New words and phrases are constantly popping up in my life. Maybe you’re more in the know than I am and maybe these things don’t persistently jump out at you because you’re already aware of them – but, for me, they almost continually surface in unexpected ways.
I can even remember when certain terms entered my personal lexicon. Take “24/7.”
My friend Becky innocently tossed it out one day, and I managed to translate it silently in my head to “24 hours a day, seven days a week.” My memory and a recent web search both tell me that this was probably in the 1980s, when the shortened “24/7” phraseology was first officially noted. Actually, such an internal translation wasn’t that hard. Same with “cray cray” for “crazy.” The context provided the key.
Other words, though, particularly the non-slang variety, are a bit more difficult. I actually keep a list of such words I’ve run across while reading. (Yes, I’m a word lover, a word nerd, a logophile, a lexiphile – take your pick.) Currently at the top of that rather long list are “anodyne” and “boffinry.”
But appearing even more recently than those obscure words: the “Sunday scaries,” also known as the “Sunday blues.” Only recently have I noticed this term, but now that it’s caught my attention, I’ve found that it’s been around since 2009.
The definition: the anxieties that build up over the course of Sunday afternoon and evening when thinking about the impending workweek, school week or other obligations that await in the week ahead. A survey conducted by job site Monster found that up to 76% of Americans self-reported having “really bad” Sunday night anxiety.
Looking back to my pre-retirement years, I can remember experiencing such emotions only a few times. Now, with no looming obligations poised to rear their ugly heads Monday morning, I can still report a dearth of such sensations. This, of course, is not to say that they don’t exist for other people and that they don’t need to be dealt with.
Before I looked up the meaning of “Sunday scaries,” my initial musings about the term caused me some mental conflict. I wondered: Why would Sunday be scary? To me, having the opportunity to attend church services with one’s forever family – as it’s often called – and being reassured concerning God’s love and care is anything but scary.
As I read through multiple articles containing advice about the Sunday scaries, an abundance of hints surfaced concerning how to deal with this particular brand of blues. I had hoped to find in the secular stories at least one suggestion that indicated paying attention to your spiritual life might make a difference. But I couldn’t find even one word related to this.
Two religiously based articles, however, did address the spiritual aspect of the situation: “How to Banish the ‘Sunday Scaries’: The Key to Living with Empowered Purpose” and “12 Surprising Ways to Get Rid of the Sunday Scaries as a Christian.” So thank goodness for that.

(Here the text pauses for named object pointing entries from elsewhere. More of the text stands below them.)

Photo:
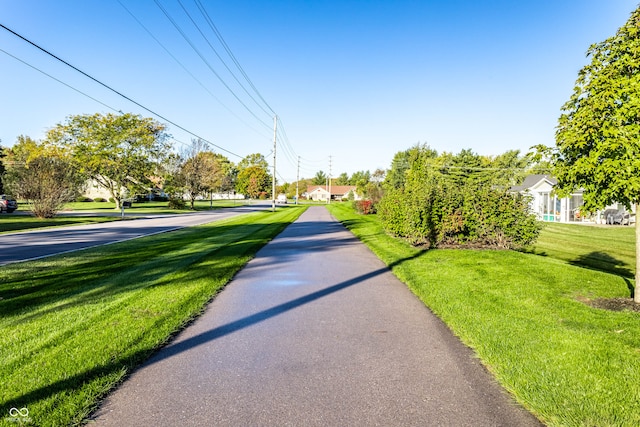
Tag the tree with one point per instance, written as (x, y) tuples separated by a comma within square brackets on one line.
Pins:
[(598, 134), (342, 179), (320, 178), (3, 154), (200, 171), (253, 179), (42, 175), (119, 152)]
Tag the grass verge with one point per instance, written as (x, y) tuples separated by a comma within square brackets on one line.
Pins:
[(11, 223), (524, 315), (73, 326), (599, 247)]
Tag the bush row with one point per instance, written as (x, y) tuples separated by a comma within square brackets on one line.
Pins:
[(431, 211)]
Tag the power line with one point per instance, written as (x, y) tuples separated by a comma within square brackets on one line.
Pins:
[(60, 81), (230, 53), (195, 24), (115, 91), (186, 69), (188, 40)]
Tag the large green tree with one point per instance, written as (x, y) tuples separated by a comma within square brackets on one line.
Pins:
[(253, 177), (44, 176), (3, 154), (120, 152), (598, 135)]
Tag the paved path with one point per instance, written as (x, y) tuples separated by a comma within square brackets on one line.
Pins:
[(315, 331), (40, 243)]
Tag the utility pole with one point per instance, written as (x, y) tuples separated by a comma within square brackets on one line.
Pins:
[(297, 180), (273, 181), (329, 200)]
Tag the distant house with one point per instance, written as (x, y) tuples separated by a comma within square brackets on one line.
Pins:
[(320, 193), (547, 206)]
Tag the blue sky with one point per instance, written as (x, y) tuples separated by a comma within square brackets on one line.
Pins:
[(352, 82)]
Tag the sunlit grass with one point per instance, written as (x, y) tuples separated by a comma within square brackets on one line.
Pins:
[(525, 317), (601, 247), (72, 326), (10, 223), (152, 207)]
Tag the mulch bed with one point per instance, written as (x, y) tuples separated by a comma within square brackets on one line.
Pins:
[(615, 304)]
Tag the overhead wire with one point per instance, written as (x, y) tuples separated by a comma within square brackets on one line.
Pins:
[(224, 44), (207, 63), (116, 91), (60, 81), (206, 39), (177, 61)]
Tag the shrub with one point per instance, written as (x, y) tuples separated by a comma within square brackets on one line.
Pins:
[(176, 203), (365, 207), (440, 214)]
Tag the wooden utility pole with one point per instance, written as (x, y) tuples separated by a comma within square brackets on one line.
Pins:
[(273, 180), (298, 181), (329, 200)]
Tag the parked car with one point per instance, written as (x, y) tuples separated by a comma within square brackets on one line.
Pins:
[(7, 204)]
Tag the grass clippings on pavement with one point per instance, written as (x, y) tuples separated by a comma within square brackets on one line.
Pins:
[(74, 325)]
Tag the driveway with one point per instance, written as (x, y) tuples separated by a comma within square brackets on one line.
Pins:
[(34, 244), (314, 331)]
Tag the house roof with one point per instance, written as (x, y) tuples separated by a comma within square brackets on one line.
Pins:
[(336, 190), (533, 180)]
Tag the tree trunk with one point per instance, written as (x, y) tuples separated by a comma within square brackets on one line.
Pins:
[(636, 291)]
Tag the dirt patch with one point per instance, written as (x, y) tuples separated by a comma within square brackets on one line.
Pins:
[(614, 304)]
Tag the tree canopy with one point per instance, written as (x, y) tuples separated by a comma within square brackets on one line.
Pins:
[(43, 175), (120, 152), (598, 134)]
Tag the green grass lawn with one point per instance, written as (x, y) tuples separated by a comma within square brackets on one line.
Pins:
[(94, 212), (526, 316), (73, 326), (10, 222), (151, 207), (601, 247)]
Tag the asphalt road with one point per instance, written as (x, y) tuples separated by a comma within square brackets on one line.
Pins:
[(35, 244), (315, 331)]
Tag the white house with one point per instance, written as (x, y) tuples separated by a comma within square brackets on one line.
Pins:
[(338, 192), (547, 206)]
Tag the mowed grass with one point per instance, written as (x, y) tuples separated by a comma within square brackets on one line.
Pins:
[(95, 212), (526, 317), (600, 247), (151, 207), (11, 222), (73, 326)]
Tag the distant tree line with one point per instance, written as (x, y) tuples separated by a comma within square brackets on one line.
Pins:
[(127, 155)]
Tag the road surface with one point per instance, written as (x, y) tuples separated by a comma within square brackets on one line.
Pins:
[(315, 331), (35, 244)]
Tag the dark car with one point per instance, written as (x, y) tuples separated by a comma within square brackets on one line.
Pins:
[(7, 204)]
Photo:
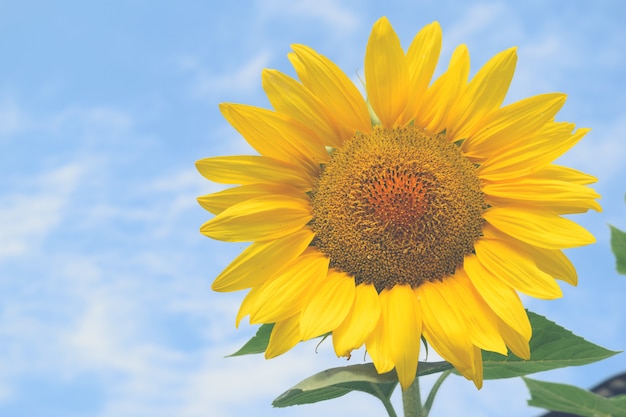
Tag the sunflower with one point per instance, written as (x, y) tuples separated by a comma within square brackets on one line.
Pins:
[(420, 212)]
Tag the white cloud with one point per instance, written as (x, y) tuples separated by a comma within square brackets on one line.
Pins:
[(28, 216), (207, 84)]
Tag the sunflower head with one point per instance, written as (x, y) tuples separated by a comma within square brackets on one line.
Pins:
[(427, 222)]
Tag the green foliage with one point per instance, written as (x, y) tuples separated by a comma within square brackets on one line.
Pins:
[(258, 343), (574, 400), (551, 347), (335, 382), (618, 245)]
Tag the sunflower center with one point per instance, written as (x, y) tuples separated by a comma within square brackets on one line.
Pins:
[(397, 206)]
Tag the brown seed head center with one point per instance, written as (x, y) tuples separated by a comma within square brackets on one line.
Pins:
[(397, 206)]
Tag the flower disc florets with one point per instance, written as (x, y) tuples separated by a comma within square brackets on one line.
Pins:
[(399, 206)]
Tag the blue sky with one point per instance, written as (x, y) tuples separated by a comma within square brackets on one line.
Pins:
[(105, 301)]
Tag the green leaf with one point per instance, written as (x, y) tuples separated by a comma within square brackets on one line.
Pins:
[(618, 245), (258, 343), (335, 382), (574, 400), (551, 347)]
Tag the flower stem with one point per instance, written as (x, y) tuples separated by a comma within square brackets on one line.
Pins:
[(431, 395), (412, 402)]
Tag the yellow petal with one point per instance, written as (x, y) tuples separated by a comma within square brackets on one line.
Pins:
[(329, 306), (275, 135), (252, 170), (505, 127), (556, 195), (500, 297), (284, 336), (386, 74), (538, 227), (484, 94), (246, 305), (292, 98), (477, 368), (532, 154), (220, 201), (360, 321), (554, 263), (259, 261), (289, 291), (444, 328), (333, 88), (261, 218), (482, 322), (421, 58), (378, 347), (445, 91), (513, 266), (557, 172), (551, 261)]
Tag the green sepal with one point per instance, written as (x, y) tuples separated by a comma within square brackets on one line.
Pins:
[(618, 245)]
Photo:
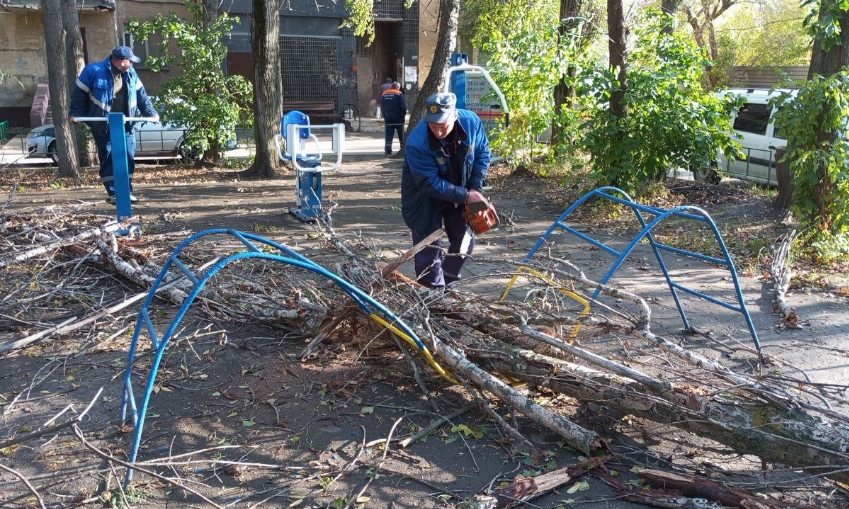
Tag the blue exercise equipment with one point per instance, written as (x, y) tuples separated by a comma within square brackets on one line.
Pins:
[(120, 168), (296, 132), (687, 212), (256, 247)]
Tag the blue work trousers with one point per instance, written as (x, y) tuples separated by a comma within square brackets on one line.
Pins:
[(104, 153), (390, 130), (436, 269)]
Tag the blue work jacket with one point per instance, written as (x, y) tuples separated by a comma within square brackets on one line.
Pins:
[(394, 107), (424, 184), (92, 96)]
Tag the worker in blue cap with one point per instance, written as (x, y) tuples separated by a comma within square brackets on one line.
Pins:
[(446, 160)]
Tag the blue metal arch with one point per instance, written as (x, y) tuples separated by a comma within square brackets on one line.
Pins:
[(686, 212), (363, 300)]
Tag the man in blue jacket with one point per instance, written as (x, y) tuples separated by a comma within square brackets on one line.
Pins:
[(112, 86), (394, 115), (446, 160)]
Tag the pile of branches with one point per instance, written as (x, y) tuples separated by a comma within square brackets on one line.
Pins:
[(530, 336)]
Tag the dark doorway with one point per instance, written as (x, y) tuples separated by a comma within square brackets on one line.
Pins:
[(240, 64), (377, 62)]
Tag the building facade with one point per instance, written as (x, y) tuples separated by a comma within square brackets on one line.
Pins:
[(325, 67)]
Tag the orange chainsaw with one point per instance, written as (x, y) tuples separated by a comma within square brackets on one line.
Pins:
[(481, 216)]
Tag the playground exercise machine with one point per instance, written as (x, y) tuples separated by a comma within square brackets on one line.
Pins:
[(298, 145), (120, 168), (649, 217)]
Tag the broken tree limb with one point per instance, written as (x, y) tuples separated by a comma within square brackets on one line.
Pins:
[(577, 437), (528, 488), (734, 417), (26, 482), (57, 244), (782, 275), (691, 486)]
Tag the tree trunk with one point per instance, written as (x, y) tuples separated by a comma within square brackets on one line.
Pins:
[(449, 15), (75, 61), (618, 45), (268, 107), (209, 12), (739, 417), (564, 92), (55, 36), (670, 7), (825, 62), (785, 180)]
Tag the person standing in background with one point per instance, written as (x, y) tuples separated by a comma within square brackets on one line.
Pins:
[(112, 86), (394, 115), (446, 161)]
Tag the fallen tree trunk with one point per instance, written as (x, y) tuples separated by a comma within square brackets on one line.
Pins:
[(734, 417)]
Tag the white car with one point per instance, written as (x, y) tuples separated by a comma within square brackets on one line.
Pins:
[(759, 137), (159, 141)]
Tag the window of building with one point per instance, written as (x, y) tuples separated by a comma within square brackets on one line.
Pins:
[(752, 118), (143, 49)]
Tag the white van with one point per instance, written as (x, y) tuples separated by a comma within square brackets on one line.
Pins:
[(758, 137)]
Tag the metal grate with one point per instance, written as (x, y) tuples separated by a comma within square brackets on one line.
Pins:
[(388, 9), (310, 66)]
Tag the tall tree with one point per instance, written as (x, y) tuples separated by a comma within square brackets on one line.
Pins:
[(209, 12), (618, 47), (74, 62), (829, 56), (569, 33), (446, 37), (701, 16), (205, 100), (55, 37), (268, 108)]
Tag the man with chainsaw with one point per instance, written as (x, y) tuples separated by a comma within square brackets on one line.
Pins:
[(446, 160)]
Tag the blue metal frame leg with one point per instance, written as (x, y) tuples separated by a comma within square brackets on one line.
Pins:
[(687, 212), (253, 250)]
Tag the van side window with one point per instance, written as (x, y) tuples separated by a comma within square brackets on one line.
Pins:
[(776, 127), (752, 118)]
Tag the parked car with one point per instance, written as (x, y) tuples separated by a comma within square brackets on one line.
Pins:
[(160, 141), (758, 136), (153, 141)]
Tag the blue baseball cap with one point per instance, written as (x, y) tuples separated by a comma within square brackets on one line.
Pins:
[(125, 53), (440, 107)]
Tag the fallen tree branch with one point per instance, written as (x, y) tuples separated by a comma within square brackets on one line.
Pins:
[(136, 467)]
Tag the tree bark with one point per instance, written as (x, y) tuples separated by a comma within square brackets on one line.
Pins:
[(784, 198), (55, 36), (449, 15), (670, 7), (618, 46), (75, 61), (209, 12), (739, 417), (268, 107), (825, 62), (564, 92)]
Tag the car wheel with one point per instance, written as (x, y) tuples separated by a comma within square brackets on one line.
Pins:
[(706, 174), (52, 154), (189, 154)]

I’d like to add to the discussion. In the congregation I attend, our theme for this year is “Set Free in ’23.” Sermons and classes will focus on this periodically in the coming months.
To get us started, on New Year’s Day our minister spoke of redemption, of being of being set free, like the Israelites referred to in Psalm 126 when they returned to Zion from Babylonian captivity. “It was as if they were in a dream,” the minister said. “They danced; they sang; they ran; they jumped; they smiled; they laughed. They were going home.”
Then, he added, the redeemed are like that. One day we’ll be going home. Indeed, in the church, we’re already home.
When I hear that, it’s hard to feel the Sunday scaries.
Let me know if you’d ever like to talk about this.